Yum. I upped the anti and the slow cooking on traditional brisket with this one.  The aroma was so strong, I tempted a long time vegetarian into considering taking the meaty plunge... Clearly a success by any measure!  I made two briskets simultaneously and froze one ... how can you resist red meat on sale, I wonder? Feel free to add root vegetables to the roasting pan - I didn't want to deprive the vegetarians, so I didn't... but I saved the sauce/gravy and added it to both chicken soup and roasted parsnips and carrots the following week.


Dry Rub:
1/3 brown sugar (I use  turbinado brownulated)
1/3 garlic powder
1/3 onion powder
(I didn't put measurements above, usually pour in about 1/3cup or less)
2 tbsp Emeril's essence
1 tbsp Mustard seed (ground)
1-2 tsp Allspice
2 tsp cumin

Mix all ingredients in a ziploc bag
Coat both sides, leave fatty side up.


Add
3/4 c Harpoon (I used summer ale.... but any beer will do the job)
1/2-1c Gonzales Byass Tio Pepe kosher Sherry

Seal really tightly w/aluminum foil

Cook at 225 for 3 hours
Flip (If serving for shabbat/holiday lunch, this is where I put it in the fridge)
Then 200 for 4-5 hours
Let cool for 10-15 min before you slice it to serve.
Cut against the grain!!!It's the slow and low that makes it fork tender. It can stand to be in the oven tightly sealed a bit longer ... But 8 hrs is my gauge. Enjoy!

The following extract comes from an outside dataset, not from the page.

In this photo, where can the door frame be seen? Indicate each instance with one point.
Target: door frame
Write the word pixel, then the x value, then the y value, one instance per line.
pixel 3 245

Wednesday, November 16, 2011

Best Brisket

This recipe is inspired by my childhood best friend's mom. I've turned into my own special recipe, but her slow cooking technique is what I recommend!

Either Preheat oven to 350 degrees and lower to 300 after 2 hours for an additional hour
or 250 if you plan to slow cook for 6-8 hours.

2.5 lbs Brisket, 2nd cut
1/4 c. sugar (brown, turbinado or in the raw)
1/3 c. onion soup mix or if you need low sodium, onion powder
1/2 c. garlic powder
2/3 c. sherry (tio pepe makes a kosher blend every passover and it's usually available year round)
1/3 c. water or broth
Veggetables to add: Root vegetables, celery, carrots, potatoes, parsnips, mushrooms (whatever is on hand)
Optional dry ingredients: Paprika, zatar, mustard powder, rosemary or emeril's spice blend. Clove of garlic - place slices into little slits you cut in the meat

If using fresh garlic, insert first. Then mix dry ingredients and use as a dry rub on both sides of meat. Chop vegetables into big pieces, celery, parsnips and carrots on the bias. Toss into bottom of pan. Add meat and liquid. Cover with aluminum foil and place in oven. See above for temperature and cooking time options. Turn over half way through cooking. (If you want to nestle the meat directly into the liquid, you won't regret it.) You may want to add more liquid half way through, or take off the aluminum foil to let the gravy thicken depending on how your oven does and how much liquid the meat gives off.